Mar 28, 2010
She taught students Old Testament stories of Noah's Ark, David and Goliath, and Jonah and the Whale. She guided us through Jesus' encounters with the blind man, the woman at the well, and his disciples.
Lilly was a woman of many wise words, gentle touches, and Sunday morning snacks. She loved her God, her church, and her students. In return, she was loved by all.
So all were saddened when, in a sudden flash of pain, Lilly's life was dramatically changed by a devastating stroke. The insult to her brain made it impossible for her to walk without assistance. It drew her left hand into a lifeless jumble. It also reduced her vocabulary to one, single word: WELL.
With each visit to the Parker City Nursing Home, we would find Lilly sitting in her wheel chair, Bible in her lap. She would greet us with a pleasant, lilting, "Wellllll..." Her face would light up with enthusiasm and she would pat and rub her visitor's hands. She would nod her head in excitement, smiling broadly. In that moment, you knew, without a doubt, that she remembered you from Sunday morning's past and you were the most important child in the entire world. One word declared her commitment and love, despite her location and limitation.
If you would ask what she was reading, she would respond with a thoughtful, repeating phrase and a nodding head, "Well...well - well - well..." She would run her hands over the worn pages of the age-old Bible. Her finger would rest on the passage and she would turn the book, urging her visitor to read it. As you would read the passage out loud, her eyes would close and her face would relax. As you would end the reading, she would slowly open her eyes and ask, "Well?" and wait for you to explain the meaning of the verse. From the confines of that wheelchair, her lesson from years before would continue. Her brain may have failed but her God remained faithful.
If you asked about the food at the nursing home, she would form a quick scowl on her brow and issue an abrupt, "WELL!" Her head would shake firmly to enhance the strong feelings. This was always difficult for me. I never fully understood if she was angry about a particular dish, disgusted by the bland offering, or reminded of her circumstance by the repeated presentation of beans, mashed potatoes, and jello. But remaining true to her nature, she would allow a smile to cross her lips and she would flash an ornery wink. With a distance in her voice, this one word would soften and she would quietly whisper, "well".
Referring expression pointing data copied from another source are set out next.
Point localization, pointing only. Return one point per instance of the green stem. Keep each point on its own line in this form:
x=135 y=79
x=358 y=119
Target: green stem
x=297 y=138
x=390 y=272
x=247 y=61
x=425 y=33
As we prepared to leave the nursing home, Lilly would pull us close with her one good arm. She would pat our heads and backs. With the most gentle touch imaginable, she would tell us she loved us. "Well....well.....well...." One "Well" for each stroke of her hand. This one word extending affection and care. When we drew back, there was always a tear in her eye. She would nod her head, adjust herself in her seat to make herself as tall as possible, and place her hand back on her Bible. My last memory of Lilly as we left her room was a hesitant wave and one, single word beckoning us to return another day, "Well - ".
Decades after her last Sunday School lesson at the church, Lilly Green continued to teach anyone who would listen. The years she spent expressing herself with a single-syllable word taught me a valuable truth: More words do not equate more wisdom.
You've heard the politicians speak for endless hours and say nothing.
You've suffered preachers who lost their salvation and the interest of their congregation.
You've listened to teachers who believe they know something about everything.
You've endured coworkers who ramble for hours.
You've found yourself cornered by your crazy cousin who has an opinion about politics and poverty.
All their words add nothing to humanity's collective knowledge. Lilly taught a timeless truth. The rest can have banality and platitudes. I choose one well-placed word to make all the difference.